Registered and Deferred Plans in Canada
The below excerpt is from the recently-released book, Registered and Deferred Plans in Canada. This book is a hands-on reference with helpful tips, real-life examples, and guidance on a variety of saving plans available to Canadians. If you wish to order this book, please visit http://www.cch.ca/product.aspx?WebID=5472 or call customer service at 1-800-268-4522.
Registered Supplementary Unemployment Benefit Plans
A supplementary unemployment benefit plan is a plan established by an employer or group of employers to top up employees’ employment insurance (“EI”) benefits during a period of unemployment because of training, sickness, accident or disability, maternal or parental leave, or a temporary stoppage of work (i.e., temporary lay-off).
Certain payments to a trustee in trust by an employer are deductible in computing business income. See ¶2320.
Any amount an employer receives from a trustee under a registered supplementary unemployment benefit plan to which the employer has made payments, resulting from an amendment, modification, or termination of the plan, is to be included in the employer’s income.
The trust itself is not taxable on its income as the employee or former employee who receives the periodic payments is taxable on such amounts when received by the employee or former employee.

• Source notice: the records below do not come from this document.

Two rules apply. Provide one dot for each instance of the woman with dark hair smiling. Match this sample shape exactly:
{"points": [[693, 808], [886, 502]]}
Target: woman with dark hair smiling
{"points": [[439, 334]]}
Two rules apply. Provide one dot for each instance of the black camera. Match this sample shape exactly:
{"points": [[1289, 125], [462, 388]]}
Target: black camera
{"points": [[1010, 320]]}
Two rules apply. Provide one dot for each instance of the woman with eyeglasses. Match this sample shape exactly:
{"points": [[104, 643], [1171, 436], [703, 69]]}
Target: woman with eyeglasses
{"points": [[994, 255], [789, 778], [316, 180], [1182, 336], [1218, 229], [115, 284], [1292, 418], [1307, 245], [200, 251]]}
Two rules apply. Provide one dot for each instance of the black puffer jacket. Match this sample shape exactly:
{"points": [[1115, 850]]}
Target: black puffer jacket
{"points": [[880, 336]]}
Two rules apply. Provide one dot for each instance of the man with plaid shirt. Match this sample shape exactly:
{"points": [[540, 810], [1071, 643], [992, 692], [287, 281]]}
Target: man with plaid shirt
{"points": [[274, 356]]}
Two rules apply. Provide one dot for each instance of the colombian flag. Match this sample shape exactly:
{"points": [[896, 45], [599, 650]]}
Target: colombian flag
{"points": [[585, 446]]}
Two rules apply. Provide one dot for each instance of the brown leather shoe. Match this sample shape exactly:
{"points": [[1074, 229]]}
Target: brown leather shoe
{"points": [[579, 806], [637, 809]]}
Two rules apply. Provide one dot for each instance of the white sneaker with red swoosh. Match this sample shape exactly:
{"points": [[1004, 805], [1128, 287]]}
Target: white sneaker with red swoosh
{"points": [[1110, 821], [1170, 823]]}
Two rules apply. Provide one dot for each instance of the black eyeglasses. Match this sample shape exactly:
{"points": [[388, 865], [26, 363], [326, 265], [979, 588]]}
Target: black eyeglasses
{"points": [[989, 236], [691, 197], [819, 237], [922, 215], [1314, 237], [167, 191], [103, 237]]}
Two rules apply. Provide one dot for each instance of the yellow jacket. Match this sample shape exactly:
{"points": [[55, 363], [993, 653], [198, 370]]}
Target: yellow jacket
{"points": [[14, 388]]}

Those wishing to establish such a plan should review Information Circular IC 72-5R2. As is recommended for new pension and deferred profit sharing plans, professional advice should be obtained before attempting to establish this type of plan.
A registered supplementary benefit plan is a plan that has been accepted by the Minister for registration in respect of the plan’s operations and constitution. Applications for registration should be made by letter directed to the Registered Plans Directorate of the CRA.
The minimum requirements for registration are that:
(1) the employer’s contributions must be made to a trust with a fiscal period ending on December 31;
(2) the plan must not be a superannuation or pension plan or an EPSP;
(3) the funds of the trust must be used exclusively for the benefit of employees or former employees who are laid off for an indefinite period for reasons other than sickness or accident and who are not retired;
(4) most employees should be those covered by unemployment insurance (e.g., a plan covering only executives and senior personnel will not be acceptable); and
(5) the amounts and timing of employer contributions should be laid down in the plan and the amounts should be reasonable.
Tax Advantages of Registration
Only registered supplementary unemployment benefit plans can derive the following tax advantages:
(1) the trust governed by a registered plan is not taxable on its income;
(2) the employer may deduct payments made to the trustee during a taxation year or within 30 days thereafter, to the extent not previously deducted;
(3) an employee or former employee is taxable on any amount received from the trustee during the year;
(4) an employer must include in income any amounts received in the year from the trustee of the plan as a result of an amendment or modification of the plan, or as a result of the termination or winding-up of the plan; and
(5) an amount paid by a taxpayer to a trustee of the plan is deductible.
Where an employer makes a payment to a trustee in trust under a supplementary employment benefit plan, exclusively for the payment of periodic amounts to employees or former employees who are or may be laid off for any temporary or indefinite period, such payments are deductible in computing business income if they were made in the year or within 30 days after the end of the year providing the plan has been registered with the Minister of National Revenue.
Any amount received by an employee from a trustee under a registered supplementary unemployment benefit plan (sometimes referred to as a guaranteed annual wage plan), must be included in income.
Any amount received by an employer on the amendment or wind-up of a supplementary employment benefit plan must be included in the income of the employer in the year received.